Digital computers simulate randomness with pseudorandom number generators, deterministic algorithms whose outputs merely look random. For most applications, this is fine. But where true randomness matters (cryptography, certain optimization problems, ML systems requiring verifiable statistical properties) the simulation becomes a liability in both security and energy cost.

A cleaner division of labor emerges: use physics where physics is cheapest, computation where computation excels. Quantum vacuum noise is a perpetually-running, zero-cost random number generator operating at the speed of light. The hard part has always been programmability, shaping that noise into useful probability distributions on demand. By showing that OPOs can act as controllable stochastic neurons running real ML algorithms, the team has tackled that problem head-on.
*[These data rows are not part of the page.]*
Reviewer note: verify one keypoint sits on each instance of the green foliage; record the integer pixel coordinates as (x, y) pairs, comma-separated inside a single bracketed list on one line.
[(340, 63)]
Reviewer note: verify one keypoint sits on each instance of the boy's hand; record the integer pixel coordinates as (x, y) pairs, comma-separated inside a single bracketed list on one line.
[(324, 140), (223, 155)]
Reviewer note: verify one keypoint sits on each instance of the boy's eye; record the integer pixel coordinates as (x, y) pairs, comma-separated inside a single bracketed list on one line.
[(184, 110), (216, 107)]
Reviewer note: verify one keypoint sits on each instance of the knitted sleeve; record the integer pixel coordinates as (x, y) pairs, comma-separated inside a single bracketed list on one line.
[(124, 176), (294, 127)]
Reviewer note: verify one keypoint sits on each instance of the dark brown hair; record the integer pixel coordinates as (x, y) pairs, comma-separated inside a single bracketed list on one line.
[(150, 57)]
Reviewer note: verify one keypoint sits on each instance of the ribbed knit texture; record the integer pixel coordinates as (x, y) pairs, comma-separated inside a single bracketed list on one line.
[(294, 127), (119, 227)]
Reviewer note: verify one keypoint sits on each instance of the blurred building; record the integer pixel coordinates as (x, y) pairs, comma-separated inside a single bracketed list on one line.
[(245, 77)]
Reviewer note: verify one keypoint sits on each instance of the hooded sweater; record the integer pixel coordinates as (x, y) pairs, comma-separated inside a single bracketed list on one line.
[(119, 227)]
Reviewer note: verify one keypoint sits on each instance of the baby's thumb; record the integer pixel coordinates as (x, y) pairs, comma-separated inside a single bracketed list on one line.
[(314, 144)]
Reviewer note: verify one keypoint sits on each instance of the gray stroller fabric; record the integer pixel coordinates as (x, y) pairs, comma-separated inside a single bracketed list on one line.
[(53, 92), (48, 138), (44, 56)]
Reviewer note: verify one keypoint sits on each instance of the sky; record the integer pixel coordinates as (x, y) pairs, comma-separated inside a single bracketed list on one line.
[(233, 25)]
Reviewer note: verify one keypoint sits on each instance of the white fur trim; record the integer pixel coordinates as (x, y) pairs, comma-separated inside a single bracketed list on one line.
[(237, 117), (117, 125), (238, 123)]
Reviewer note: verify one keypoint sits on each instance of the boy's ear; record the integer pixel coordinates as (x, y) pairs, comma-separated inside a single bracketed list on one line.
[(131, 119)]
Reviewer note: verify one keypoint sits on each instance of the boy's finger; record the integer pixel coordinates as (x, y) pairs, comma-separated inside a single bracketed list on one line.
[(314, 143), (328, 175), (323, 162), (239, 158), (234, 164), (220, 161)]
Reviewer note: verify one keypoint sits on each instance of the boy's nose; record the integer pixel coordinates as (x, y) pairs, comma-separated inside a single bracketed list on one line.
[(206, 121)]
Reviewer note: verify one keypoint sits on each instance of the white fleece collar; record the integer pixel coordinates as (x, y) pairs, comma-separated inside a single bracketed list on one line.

The work also raises questions at the boundary of quantum information and machine learning. How much does the “quantumness” of the noise actually matter for ML performance? Could these devices eventually harness entanglement or other quantum correlations to go beyond what classical probabilistic computing can achieve?
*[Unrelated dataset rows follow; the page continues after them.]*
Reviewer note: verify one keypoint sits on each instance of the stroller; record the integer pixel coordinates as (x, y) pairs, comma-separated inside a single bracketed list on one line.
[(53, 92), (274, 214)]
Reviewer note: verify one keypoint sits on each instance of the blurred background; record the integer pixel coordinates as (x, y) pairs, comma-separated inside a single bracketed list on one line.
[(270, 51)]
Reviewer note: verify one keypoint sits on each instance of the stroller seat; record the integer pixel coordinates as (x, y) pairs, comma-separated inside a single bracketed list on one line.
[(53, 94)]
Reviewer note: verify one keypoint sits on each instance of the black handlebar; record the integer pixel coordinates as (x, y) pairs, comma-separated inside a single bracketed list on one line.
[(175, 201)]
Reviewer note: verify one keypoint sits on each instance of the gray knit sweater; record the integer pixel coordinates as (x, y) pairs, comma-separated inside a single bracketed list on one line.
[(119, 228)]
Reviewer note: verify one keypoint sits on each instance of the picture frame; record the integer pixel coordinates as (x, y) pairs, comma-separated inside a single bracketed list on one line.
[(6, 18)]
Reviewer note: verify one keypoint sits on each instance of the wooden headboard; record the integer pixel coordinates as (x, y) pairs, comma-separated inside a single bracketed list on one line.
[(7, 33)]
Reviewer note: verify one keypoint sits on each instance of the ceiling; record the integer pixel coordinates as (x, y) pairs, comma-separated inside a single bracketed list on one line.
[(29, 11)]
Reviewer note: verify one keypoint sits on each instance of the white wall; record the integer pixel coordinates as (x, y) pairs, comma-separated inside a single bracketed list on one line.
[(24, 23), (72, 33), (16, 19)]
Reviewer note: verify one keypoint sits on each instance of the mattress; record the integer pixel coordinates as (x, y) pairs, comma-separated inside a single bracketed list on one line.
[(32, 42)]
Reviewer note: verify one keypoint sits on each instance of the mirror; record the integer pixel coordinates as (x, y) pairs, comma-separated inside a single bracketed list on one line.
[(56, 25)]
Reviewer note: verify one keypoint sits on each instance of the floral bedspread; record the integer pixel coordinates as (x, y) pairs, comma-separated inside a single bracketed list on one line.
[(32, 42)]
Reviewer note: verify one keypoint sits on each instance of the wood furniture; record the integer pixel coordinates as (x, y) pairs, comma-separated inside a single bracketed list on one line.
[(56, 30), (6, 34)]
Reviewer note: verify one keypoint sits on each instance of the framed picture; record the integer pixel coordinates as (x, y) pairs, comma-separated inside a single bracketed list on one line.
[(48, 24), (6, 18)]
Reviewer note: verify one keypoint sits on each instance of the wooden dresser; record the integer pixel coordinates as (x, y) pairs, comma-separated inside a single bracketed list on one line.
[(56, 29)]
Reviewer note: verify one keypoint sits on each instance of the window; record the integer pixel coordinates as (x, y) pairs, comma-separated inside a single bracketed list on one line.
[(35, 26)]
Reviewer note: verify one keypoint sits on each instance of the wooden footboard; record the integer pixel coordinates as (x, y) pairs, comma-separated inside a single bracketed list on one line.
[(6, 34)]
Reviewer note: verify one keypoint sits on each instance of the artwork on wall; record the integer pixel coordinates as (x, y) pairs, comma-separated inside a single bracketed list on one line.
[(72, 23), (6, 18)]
Bottom Line: By converting quantum vacuum fluctuations into programmable probabilistic neurons, this photonic computer shows that the universe’s most fundamental randomness is a viable substrate for machine learning, at speeds and energy scales that silicon struggles to match.

IAIFI Research Highlights

Interdisciplinary Research Achievement
This work spans quantum optics, nonlinear photonics, and machine learning, showing that quantum physical phenomena can be directly harnessed as computational primitives in real ML algorithms.
Impact on Artificial Intelligence
The photonic probabilistic neuron provides a hardware-native implementation of stochastic sampling (the bottleneck in probabilistic ML) with projected improvements in speed and energy efficiency of up to two orders of magnitude over CMOS, potentially enabling uncertainty-aware AI at scales currently out of reach.
Impact on Fundamental Interactions
The experiment shows that quantum vacuum noise (the electromagnetic zero-point fluctuations of empty space) can be coherently controlled as a computational resource, connecting foundational quantum field theory to practical computation.
Outlook and References
Future directions include building a fully all-optical feedback loop targeting ~1 Gbps throughput and exploring whether quantum correlations could provide advantages beyond classical probabilistic computing. See [arXiv:2403.04731](https://arxiv.org/abs/2403.04731).

Original Paper Details

Title
Photonic probabilistic machine learning using quantum vacuum noise
arXiv ID
2403.04731
Authors
["Seou Choi", "Yannick Salamin", "Charles Roques-Carmes", "Rumen Dangovski", "Di Luo", "Zhuo Chen", "Michael Horodynski", "Jamison Sloan", "Shiekh Zia Uddin", "Marin Soljacic"]
Abstract
Probabilistic machine learning utilizes controllable sources of randomness to encode uncertainty and enable statistical modeling. Harnessing the pure randomness of quantum vacuum noise, which stems from fluctuating electromagnetic fields, has shown promise for high speed and energy-efficient stochastic photonic elements. Nevertheless, photonic computing hardware which can control these stochastic elements to program probabilistic machine learning algorithms has been limited. Here, we implement a photonic probabilistic computer consisting of a controllable stochastic photonic element - a photonic probabilistic neuron (PPN). Our PPN is implemented in a bistable optical parametric oscillator (OPO) with vacuum-level injected bias fields. We then program a measurement-and-feedback loop for time-multiplexed PPNs with electronic processors (FPGA or GPU) to solve certain probabilistic machine learning tasks. We showcase probabilistic inference and image generation of MNIST-handwritten digits, which are representative examples of discriminative and generative models. In both implementations, quantum vacuum noise is used as a random seed to encode classification uncertainty or probabilistic generation of samples. In addition, we propose a path towards an all-optical probabilistic computing platform, with an estimated sampling rate of ~ 1 Gbps and energy consumption of ~ 5 fJ/MAC. Our work paves the way for scalable, ultrafast, and energy-efficient probabilistic machine learning hardware.